That's why Archbishop Fulton Sheen's quote above hits home right now. After all, it was while kneeling at the foot of the cross that St. Francis of Assisi heard Jesus' command, "Go, rebuild my Church!"

And so this leads me to tonight and the reason I'm staying up way too late to write this blog post. I don't care if anyone reads it because I primarily need this to create a virtual memorial. Earlier tonight at a Mass celebrated in preparation for this Ignite Your Torch youth conference coming up this summer, and the priest's invited us to consecrate our lives to Mary so that she can place us at the foot of the cross. During the Offertory, I offered myself to Mary. The idea sounds easy, but when you actually try and pray those words you run smack into your own Pride. This is, after all, a complete abandonment. In doing this, I believe that Mary knows better about what will bring me joy that I do. After three tries, I finally made it past the opening, "Mary." And after sealing the deal, I felt at peace, excited, joyful, and scared all at the same time. But all of that is better than being bored with life, refusing to discover the purpose for which God created you.

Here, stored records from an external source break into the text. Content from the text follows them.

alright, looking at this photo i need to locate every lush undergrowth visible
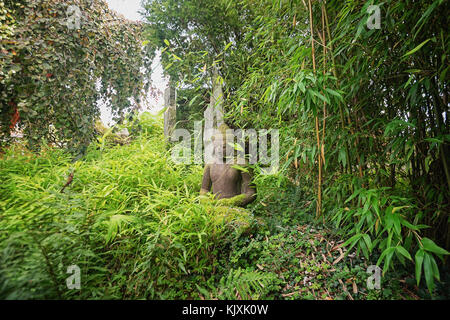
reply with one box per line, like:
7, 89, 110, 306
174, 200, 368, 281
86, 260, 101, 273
0, 113, 262, 299
237, 183, 450, 300
1, 114, 447, 300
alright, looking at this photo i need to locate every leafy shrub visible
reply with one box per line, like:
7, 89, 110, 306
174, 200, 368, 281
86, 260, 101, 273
1, 0, 153, 152
330, 185, 449, 294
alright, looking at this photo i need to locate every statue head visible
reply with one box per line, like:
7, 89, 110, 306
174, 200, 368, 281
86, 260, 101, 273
212, 123, 234, 160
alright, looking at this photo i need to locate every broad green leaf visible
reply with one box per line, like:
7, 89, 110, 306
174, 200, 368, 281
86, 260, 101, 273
396, 246, 412, 261
415, 249, 424, 285
421, 237, 450, 255
423, 253, 435, 293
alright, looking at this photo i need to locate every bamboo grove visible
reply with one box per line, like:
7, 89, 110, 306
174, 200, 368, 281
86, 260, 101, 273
148, 0, 449, 293
240, 0, 450, 293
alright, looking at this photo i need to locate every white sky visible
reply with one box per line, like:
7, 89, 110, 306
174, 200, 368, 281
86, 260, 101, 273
105, 0, 143, 21
100, 0, 167, 126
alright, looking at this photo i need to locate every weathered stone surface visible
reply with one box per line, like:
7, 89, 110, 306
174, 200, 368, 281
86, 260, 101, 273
210, 67, 224, 117
164, 86, 177, 141
204, 67, 225, 163
200, 123, 257, 207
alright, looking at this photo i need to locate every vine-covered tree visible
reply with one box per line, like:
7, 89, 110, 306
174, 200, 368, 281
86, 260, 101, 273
0, 0, 154, 152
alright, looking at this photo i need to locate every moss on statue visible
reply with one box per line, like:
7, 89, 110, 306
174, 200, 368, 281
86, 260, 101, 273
216, 194, 247, 207
199, 195, 258, 236
213, 205, 253, 236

Not to say that I won't resist God's tapping on my shoulder in the future -- I definitely will, if only because I know God is calling me to the one mission for which He created me. Part of me wants to live pointlessly for a little while, but there's no joy in that. At the risk of presumptuousness, it's very likely that consecrating my will to Mary's means I'm becoming a priest. And like my soon-to-be-married college acquaintance, it's both the scariest and most exciting feeling I've known.